Keeping the Flame Burning

What happens if we run out of rules? Mrs. Lion and I have be practicing domestic discipline for years. We started it because I’m very turned on by the idea of being spanked and feeling Mrs. Lion’s control. Those feelings are sexual. When we implemented DD, Mrs. Lion created rules that I was sure to break. We agreed that I shouldn’t intentionally break a rule. The reason for the easy-to-break rules was to give us both a lot of experience with discipline.

It worked too well. The consistent spankings for breaking those rules trained me to change. I didn’t consciously try. I just changed. This was both good news and bad news. We learned that Mrs. Lion’s authority was real and her punishments were effective in changing my behavior. The relatively frequent spankings satisfied my inner need for spanking.

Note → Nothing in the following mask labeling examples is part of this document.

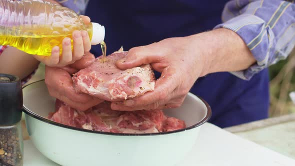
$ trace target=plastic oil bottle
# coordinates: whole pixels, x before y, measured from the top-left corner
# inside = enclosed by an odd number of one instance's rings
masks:
[[[46,56],[58,46],[61,54],[62,40],[74,30],[86,30],[92,45],[104,43],[104,26],[86,25],[68,8],[42,0],[0,0],[0,45]]]

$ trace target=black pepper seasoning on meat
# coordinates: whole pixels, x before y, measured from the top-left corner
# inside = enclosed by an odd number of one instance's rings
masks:
[[[22,166],[22,86],[18,78],[0,74],[0,78],[4,77],[9,82],[0,82],[0,166]]]

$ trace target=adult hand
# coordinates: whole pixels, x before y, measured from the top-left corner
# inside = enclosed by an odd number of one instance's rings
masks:
[[[86,110],[103,102],[88,94],[77,92],[71,76],[79,70],[86,68],[94,60],[94,55],[88,53],[75,63],[66,67],[46,66],[45,83],[50,95],[80,110]]]
[[[118,68],[126,69],[150,64],[162,72],[161,76],[156,82],[154,91],[124,102],[112,102],[112,108],[134,110],[180,106],[206,63],[200,52],[192,49],[195,46],[187,37],[168,38],[130,49],[126,58],[117,62]]]
[[[80,18],[86,24],[90,23],[90,18],[84,16]],[[74,30],[72,32],[72,52],[71,39],[65,38],[62,40],[62,55],[60,55],[60,48],[55,46],[52,48],[50,56],[40,56],[34,55],[37,60],[50,66],[61,67],[73,64],[80,60],[82,56],[89,52],[91,48],[91,42],[86,30]]]
[[[238,35],[225,28],[134,48],[125,58],[117,62],[117,66],[124,70],[150,64],[162,72],[161,76],[156,82],[154,90],[124,102],[112,102],[112,108],[177,108],[198,77],[214,72],[244,70],[255,62]]]

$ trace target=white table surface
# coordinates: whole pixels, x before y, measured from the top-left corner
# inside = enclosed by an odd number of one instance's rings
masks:
[[[24,141],[24,166],[59,166],[39,152],[30,140]],[[176,166],[294,166],[295,160],[206,123],[190,154]]]

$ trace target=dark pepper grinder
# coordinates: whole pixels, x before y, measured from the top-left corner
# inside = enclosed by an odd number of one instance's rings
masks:
[[[0,166],[23,165],[22,108],[20,78],[0,74]]]

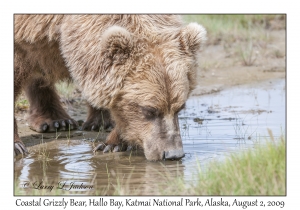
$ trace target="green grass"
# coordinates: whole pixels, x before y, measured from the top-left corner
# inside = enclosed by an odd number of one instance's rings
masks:
[[[198,22],[208,33],[208,44],[265,39],[265,30],[272,21],[284,24],[285,15],[183,15],[184,20]],[[283,28],[285,26],[282,26]]]

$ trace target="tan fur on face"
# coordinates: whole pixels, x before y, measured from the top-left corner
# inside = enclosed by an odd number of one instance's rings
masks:
[[[177,112],[195,87],[205,35],[174,15],[15,15],[16,95],[30,77],[71,76],[93,107],[110,110],[112,139],[158,160],[182,148]],[[145,107],[157,118],[146,120]]]

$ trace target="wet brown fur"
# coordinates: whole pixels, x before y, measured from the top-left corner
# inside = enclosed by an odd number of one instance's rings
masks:
[[[52,110],[36,111],[44,121],[69,118],[53,84],[72,78],[91,106],[110,111],[108,142],[138,144],[159,160],[182,148],[177,114],[195,87],[204,41],[201,26],[173,15],[15,15],[15,98],[25,89],[31,111]],[[43,88],[46,103],[36,92]]]

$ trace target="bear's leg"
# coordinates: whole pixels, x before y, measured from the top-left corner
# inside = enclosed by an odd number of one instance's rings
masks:
[[[22,83],[23,77],[18,77],[18,75],[15,73],[14,75],[14,101],[16,101],[17,97],[19,96],[21,92],[21,83]],[[14,156],[17,156],[18,154],[26,155],[28,153],[24,143],[20,139],[18,135],[18,126],[16,118],[14,117]]]
[[[16,118],[14,118],[14,156],[17,156],[18,154],[25,155],[27,153],[28,151],[18,135],[17,122]]]
[[[107,109],[96,109],[88,105],[88,117],[82,126],[82,130],[99,131],[113,127],[113,122]]]
[[[25,92],[30,103],[27,120],[32,130],[43,133],[78,127],[63,109],[53,83],[39,78],[27,84]]]

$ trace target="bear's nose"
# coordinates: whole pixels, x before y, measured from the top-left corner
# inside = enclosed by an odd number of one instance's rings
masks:
[[[179,160],[184,157],[183,149],[170,150],[164,152],[165,160]]]

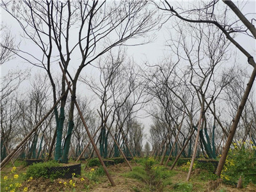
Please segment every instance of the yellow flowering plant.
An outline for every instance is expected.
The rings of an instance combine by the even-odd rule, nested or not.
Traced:
[[[252,145],[252,141],[233,143],[221,175],[224,183],[236,186],[241,177],[243,186],[250,182],[256,184],[256,150]]]
[[[6,191],[19,191],[23,180],[22,174],[19,177],[16,173],[17,168],[13,166],[8,175],[3,177],[3,186]]]

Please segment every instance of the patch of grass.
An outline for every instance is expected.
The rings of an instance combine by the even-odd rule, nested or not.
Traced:
[[[94,158],[90,159],[88,163],[88,166],[89,167],[95,166],[100,166],[100,160],[98,158]]]
[[[51,178],[54,179],[58,178],[60,174],[63,174],[60,172],[52,172],[52,174],[49,174],[49,168],[52,167],[60,166],[60,164],[54,161],[51,161],[46,163],[38,163],[33,164],[29,166],[27,170],[26,179],[28,179],[30,177],[32,178]]]
[[[175,191],[193,191],[193,184],[188,182],[177,183],[173,186],[173,189],[175,189]]]
[[[143,182],[149,179],[149,177],[147,174],[146,171],[141,166],[134,166],[132,168],[132,171],[124,173],[122,175],[129,178],[136,179]]]
[[[11,170],[10,167],[5,168],[5,170],[6,172],[1,171],[1,191],[16,191],[20,189],[26,173],[22,173],[16,166],[12,167]]]

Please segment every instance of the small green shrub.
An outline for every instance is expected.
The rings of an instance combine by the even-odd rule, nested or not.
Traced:
[[[145,170],[150,170],[152,168],[153,165],[156,164],[156,161],[153,157],[149,157],[144,163]]]
[[[62,173],[55,172],[49,175],[48,170],[51,167],[60,166],[60,164],[54,161],[46,163],[38,163],[29,166],[26,174],[26,179],[33,178],[51,178],[55,179],[60,176]]]
[[[111,158],[109,160],[113,160],[115,162],[115,164],[119,164],[119,163],[123,163],[125,160],[123,157],[114,157],[114,158]]]
[[[252,144],[250,141],[233,143],[221,175],[224,183],[235,186],[241,176],[243,187],[256,184],[256,147]]]
[[[91,166],[100,166],[100,160],[99,160],[98,158],[94,158],[89,160],[89,162],[88,163],[88,166],[91,167]]]
[[[136,179],[143,182],[149,179],[149,177],[144,170],[141,166],[134,166],[132,168],[132,171],[124,173],[124,175],[129,178]]]
[[[174,185],[173,189],[175,191],[190,192],[193,191],[193,184],[186,182],[177,183]]]
[[[100,165],[98,168],[96,169],[95,175],[99,176],[105,175],[105,171],[102,166]]]
[[[214,166],[211,163],[200,163],[197,162],[196,164],[196,168],[200,168],[201,170],[205,170],[209,173],[213,173],[214,171]]]

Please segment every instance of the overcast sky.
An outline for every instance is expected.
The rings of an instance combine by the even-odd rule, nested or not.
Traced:
[[[189,1],[189,3],[191,3],[191,1]],[[237,2],[235,1],[234,2]],[[255,13],[255,1],[248,1],[246,4],[243,3],[243,5],[244,5],[244,7],[243,9],[243,13]],[[181,1],[179,1],[181,3]],[[185,2],[184,3],[188,3],[188,2]],[[224,4],[223,4],[224,6]],[[22,33],[20,28],[17,24],[17,21],[15,21],[13,19],[12,19],[4,10],[1,10],[1,20],[4,24],[8,25],[12,31],[12,35],[15,37],[16,42],[20,42],[20,34]],[[252,17],[252,18],[255,18],[255,15],[250,15],[250,17]],[[154,34],[151,34],[150,35],[154,36],[154,41],[143,45],[137,46],[137,47],[128,47],[127,49],[127,54],[133,57],[134,61],[138,63],[143,66],[145,62],[149,63],[150,64],[154,64],[161,62],[163,60],[163,57],[168,54],[168,47],[166,47],[166,42],[170,39],[170,34],[172,32],[172,19],[170,19],[166,22],[165,25],[161,28],[161,29],[157,33],[154,33]],[[248,38],[244,35],[239,35],[236,38],[238,42],[241,43],[242,45],[244,47],[247,48],[247,50],[250,51],[250,52],[254,56],[254,58],[256,58],[256,45],[255,41],[253,40],[252,38]],[[35,56],[36,54],[40,56],[40,52],[38,51],[36,53],[36,51],[35,50],[38,49],[38,48],[33,44],[32,44],[29,41],[26,40],[22,40],[20,44],[21,49],[25,49],[28,52],[31,52]],[[248,70],[249,72],[252,71],[252,67],[248,66],[247,63],[247,59],[241,54],[239,51],[237,51],[237,59],[239,62],[241,63],[241,66],[248,66]],[[58,67],[56,66],[56,67]],[[35,73],[38,70],[38,68],[35,67],[31,67],[28,63],[26,63],[24,60],[16,58],[14,60],[12,60],[1,66],[1,76],[5,76],[8,70],[19,68],[21,70],[31,70],[32,73]],[[74,69],[74,70],[76,68]],[[94,69],[90,66],[86,67],[83,72],[83,74],[87,74],[90,76],[92,73],[93,72]],[[254,90],[256,90],[256,83],[254,84]],[[255,97],[256,98],[256,92],[255,92]],[[145,125],[145,127],[147,129],[149,128],[149,124],[150,124],[150,120],[148,118],[146,120],[141,120],[141,122],[143,122]]]

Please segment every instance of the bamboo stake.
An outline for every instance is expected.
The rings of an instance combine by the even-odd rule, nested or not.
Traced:
[[[99,111],[99,110],[97,110],[97,111],[98,111],[99,115],[101,116],[100,113],[100,111]],[[102,116],[101,116],[101,118],[102,118]],[[132,171],[132,167],[131,167],[130,163],[129,163],[129,161],[128,161],[127,159],[126,159],[126,157],[125,157],[125,154],[124,154],[123,151],[122,150],[121,148],[120,147],[120,146],[119,146],[118,143],[117,143],[116,140],[115,139],[114,136],[112,134],[111,132],[110,131],[110,129],[108,127],[107,124],[106,124],[106,122],[104,122],[104,124],[105,124],[106,127],[107,127],[107,129],[108,129],[108,131],[109,131],[110,135],[111,136],[111,137],[112,137],[112,138],[113,138],[113,140],[114,141],[114,142],[115,142],[115,143],[116,143],[116,145],[117,145],[117,147],[118,148],[118,149],[119,149],[119,150],[120,150],[120,152],[122,156],[123,156],[123,157],[124,157],[124,159],[125,160],[126,163],[128,164],[129,167],[130,168],[130,170],[131,170],[131,171]]]
[[[4,158],[4,160],[1,163],[1,168],[0,170],[2,170],[2,168],[4,167],[4,165],[5,165],[7,163],[9,162],[9,161],[12,159],[12,156],[13,154],[24,145],[26,143],[26,141],[30,138],[30,136],[32,135],[32,134],[35,132],[37,130],[37,128],[41,125],[42,122],[51,115],[51,113],[52,112],[53,109],[56,108],[56,106],[58,105],[58,104],[60,102],[60,101],[61,100],[61,99],[65,96],[66,94],[67,90],[65,93],[61,95],[61,97],[56,101],[56,102],[53,105],[53,106],[51,108],[51,109],[48,111],[48,113],[36,124],[36,125],[35,126],[35,127],[30,131],[29,134],[26,135],[26,136],[20,141],[20,143],[16,146],[16,147],[9,154],[9,155]]]
[[[187,179],[186,179],[187,181],[189,180],[190,176],[191,175],[193,165],[194,164],[195,159],[196,158],[196,156],[197,146],[198,145],[198,140],[199,140],[200,131],[201,130],[201,126],[204,125],[203,125],[204,124],[203,116],[204,116],[204,100],[205,100],[204,95],[203,95],[203,98],[202,99],[201,113],[200,113],[200,119],[199,119],[198,128],[197,129],[197,134],[196,134],[196,141],[195,142],[195,147],[194,147],[194,150],[193,152],[191,162],[190,163],[189,170],[188,171],[188,176],[187,176]]]
[[[62,70],[62,72],[63,74],[64,77],[65,77],[65,79],[66,80],[67,84],[68,85],[68,90],[70,92],[70,93],[72,93],[72,89],[71,89],[70,83],[69,83],[69,82],[68,82],[68,79],[67,78],[67,76],[66,76],[66,74],[65,73],[64,69],[62,67],[61,64],[60,62],[59,62],[59,65],[60,65],[60,68],[61,68],[61,69]],[[93,146],[94,150],[95,151],[96,154],[98,156],[99,159],[100,160],[100,164],[102,164],[102,166],[103,167],[103,169],[105,171],[106,175],[107,175],[107,177],[108,177],[108,179],[109,180],[109,182],[111,184],[112,186],[115,186],[115,182],[113,180],[112,177],[110,176],[110,175],[109,175],[109,172],[108,171],[107,167],[106,166],[105,163],[103,162],[102,158],[100,156],[100,153],[99,152],[99,150],[97,148],[97,146],[96,146],[95,143],[94,143],[93,139],[92,138],[92,137],[91,136],[91,134],[90,133],[89,129],[86,125],[86,123],[85,122],[84,118],[84,117],[83,116],[82,112],[81,111],[81,109],[80,109],[80,108],[79,108],[79,105],[77,104],[77,102],[76,101],[76,99],[75,99],[74,102],[75,102],[76,107],[76,108],[77,109],[78,113],[79,114],[80,118],[82,120],[83,124],[83,125],[84,126],[84,128],[85,128],[85,129],[86,131],[87,134],[88,135],[90,140],[91,141],[91,143],[92,143],[92,145]]]
[[[172,145],[172,149],[171,149],[171,151],[170,152],[169,156],[168,156],[168,157],[167,158],[166,163],[165,163],[165,166],[167,166],[167,163],[168,163],[168,161],[169,161],[169,160],[170,160],[170,158],[171,157],[172,151],[173,151],[173,149],[174,149],[174,145],[175,145],[177,141],[178,140],[179,134],[180,133],[180,129],[181,129],[181,126],[182,125],[183,120],[184,120],[184,115],[185,115],[185,113],[184,113],[184,115],[183,115],[182,120],[182,121],[181,121],[181,122],[180,122],[180,124],[179,125],[179,129],[178,129],[178,132],[177,132],[177,135],[176,135],[175,140],[174,140],[174,143],[173,143],[173,145]]]

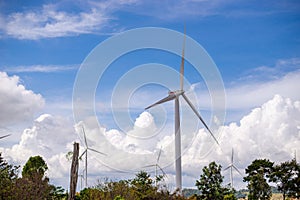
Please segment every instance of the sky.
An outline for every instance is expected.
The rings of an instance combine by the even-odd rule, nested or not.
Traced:
[[[180,99],[183,186],[232,149],[243,174],[256,158],[299,160],[299,27],[297,0],[0,0],[0,152],[21,166],[41,155],[67,189],[84,127],[108,155],[88,153],[88,185],[153,176],[161,149],[174,189],[173,103],[144,108],[179,89],[186,31],[184,89],[220,145]],[[234,186],[246,187],[238,173]]]

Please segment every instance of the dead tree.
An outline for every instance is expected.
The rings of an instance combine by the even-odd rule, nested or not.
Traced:
[[[70,195],[68,200],[74,200],[78,179],[78,155],[79,155],[79,143],[73,144],[73,159],[70,173]]]

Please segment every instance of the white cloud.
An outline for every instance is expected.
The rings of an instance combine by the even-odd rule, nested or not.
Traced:
[[[139,140],[155,130],[154,122],[151,114],[144,112],[136,119],[135,126],[123,133],[99,127],[91,119],[77,124],[74,129],[70,120],[45,114],[37,118],[31,128],[23,131],[19,144],[0,150],[4,156],[22,164],[29,156],[42,155],[49,165],[50,179],[67,187],[70,162],[65,154],[72,150],[72,143],[78,140],[75,130],[83,139],[81,127],[84,125],[88,146],[108,155],[89,151],[88,163],[93,163],[88,167],[89,184],[96,184],[96,179],[103,176],[129,178],[142,169],[154,174],[154,168],[143,166],[155,164],[159,148],[162,147],[159,164],[168,174],[166,182],[173,185],[173,134]],[[192,187],[202,167],[209,162],[215,160],[225,168],[230,163],[231,148],[235,151],[234,163],[241,172],[256,158],[268,158],[275,162],[291,159],[295,150],[300,151],[300,101],[275,95],[238,123],[216,130],[220,147],[212,145],[213,140],[204,129],[197,132],[193,141],[185,134],[185,126],[182,129],[183,184]],[[173,132],[172,129],[168,130]],[[136,137],[131,137],[129,133]],[[81,145],[80,152],[83,150],[84,146]],[[83,166],[84,162],[80,161],[80,173]],[[224,172],[224,175],[225,183],[229,182],[229,173]],[[239,175],[235,175],[235,186],[245,187]]]
[[[84,5],[74,3],[76,12],[64,11],[63,2],[45,4],[30,10],[10,13],[5,17],[1,29],[6,35],[17,39],[37,40],[74,36],[80,34],[99,34],[108,22],[115,19],[111,13],[135,1],[88,1]],[[62,5],[60,5],[62,4]],[[110,33],[111,34],[111,33]]]
[[[91,8],[79,13],[59,11],[55,5],[12,13],[7,17],[5,32],[18,39],[40,39],[93,33],[106,25],[105,10]]]
[[[0,151],[11,162],[20,165],[24,165],[30,156],[41,155],[49,167],[47,175],[52,181],[63,178],[60,184],[67,186],[70,162],[65,156],[72,150],[72,143],[77,136],[70,120],[43,114],[34,121],[32,127],[23,131],[18,144],[11,148],[0,148]]]
[[[35,94],[20,84],[18,76],[0,72],[0,126],[31,120],[43,108],[44,103],[40,94]]]

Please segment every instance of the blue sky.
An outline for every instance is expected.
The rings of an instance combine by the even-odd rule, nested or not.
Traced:
[[[262,105],[276,94],[282,99],[274,97],[271,103],[299,102],[299,13],[300,3],[297,0],[0,1],[0,72],[3,73],[0,99],[4,110],[0,125],[3,127],[1,132],[13,132],[7,139],[8,143],[0,143],[5,147],[2,152],[16,163],[26,160],[14,158],[18,156],[14,154],[13,145],[23,148],[23,129],[33,131],[40,123],[35,119],[41,114],[50,114],[52,120],[54,116],[59,116],[59,120],[64,118],[71,127],[68,130],[72,130],[72,92],[81,63],[101,42],[134,28],[162,27],[183,32],[186,26],[186,34],[203,46],[220,71],[227,95],[225,125],[228,127],[232,122],[241,128],[243,117],[249,117],[254,108],[261,108],[263,112],[267,106]],[[182,45],[182,41],[178,43]],[[107,114],[101,109],[110,103],[116,81],[136,65],[150,62],[178,70],[180,57],[149,49],[131,52],[115,61],[107,71],[101,83],[105,99],[96,95],[101,104],[98,116],[107,130],[117,129],[117,126],[110,112]],[[203,95],[199,94],[199,99],[204,102],[200,102],[200,108],[209,121],[209,94],[202,85],[203,80],[189,64],[185,72],[188,81],[194,84],[195,92],[203,92]],[[13,81],[12,77],[18,77],[18,80]],[[20,89],[20,85],[25,89]],[[14,93],[13,88],[17,88],[17,92]],[[165,92],[165,88],[156,89],[149,102],[157,100]],[[145,87],[140,92],[145,94],[147,91],[153,91],[153,88]],[[18,92],[22,95],[18,96]],[[15,99],[20,101],[19,104],[14,104]],[[19,108],[18,105],[22,106]],[[299,108],[295,105],[297,103],[293,106],[298,112]],[[15,110],[12,111],[11,107]],[[141,112],[135,110],[132,115],[138,118]],[[290,117],[296,120],[294,127],[298,127],[298,118],[293,114]],[[42,117],[41,121],[45,118]],[[299,137],[299,128],[296,133]],[[73,138],[76,140],[76,136]],[[294,151],[292,147],[286,149],[285,156]],[[61,151],[66,150],[62,148]],[[36,149],[30,152],[45,153]],[[48,153],[45,153],[46,157],[51,158]],[[269,152],[262,154],[269,155]],[[240,160],[242,168],[247,162]],[[173,171],[170,169],[169,173]],[[56,176],[53,177],[56,180]],[[59,178],[57,182],[61,183]],[[185,184],[191,186],[189,181]]]

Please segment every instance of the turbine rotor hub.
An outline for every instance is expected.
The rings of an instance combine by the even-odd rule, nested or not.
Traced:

I admit that I was worried that I wouldn’t take the disciplinary spankings seriously. After all, I get aroused thinking about being spanked. In the beginning, Mrs. Lion’s spankings weren’t very painful. They hurt, but not as much as I’ve experienced in a BDSM play session. I encouraged her to turn up the volume and she did. Even with the less painful spankings, my behavior changed. Something inside me understood the difference between punishment and play. Nowadays, punishment is unmistakable. Mrs. Lion is a very effective spanker. The idea of being spanked still turns me on. Getting spanked is something I dread.

We both agree that relatively frequent spankings are important for us. Since Mrs. Lion isn’t finding any real reasons to punish me, she’s giving me five-minute spankings on our punishment days. It’s too early to decide if this is an effective way to keep things top of mind. Maybe we should just be happy that I’m not annoying my lioness and let it go at that. After all, if needed, she can always paddle me.

If the two of us came from a corporal punishment background, I think we could just be happy I don’t need to be punished. The concept of spanking, when needed, would be deeply ingrained, and there would be no danger that we would revert to old patterns. Unfortunately, that’s not us. When I’ve managed to obey my rules for a while, Mrs. Lion stops noticing when I get myself into some trouble. When she has me ride the spanking bench frequently, she is more observant.

What happens when even heightened vigilance fails to turn up infractions? That’s our current situation. Should we just congratulate each other and let DD fade into the past? If we had the right background, that would be fine. We know that I will need correction every now and then. It’s important to me that Mrs. Lion is ready to correct me. She’s inclined to let things slip until she starts reacting by avoiding me and not letting me know what I did to upset her. If she is in DD mode, she lets me know and spanks me. The tension is relieved. That’s what I value most about our disciplinary relationship. I love that I am learning to be a better husband. We agree that DD is helping us both. Keeping it alive and well is our challenge.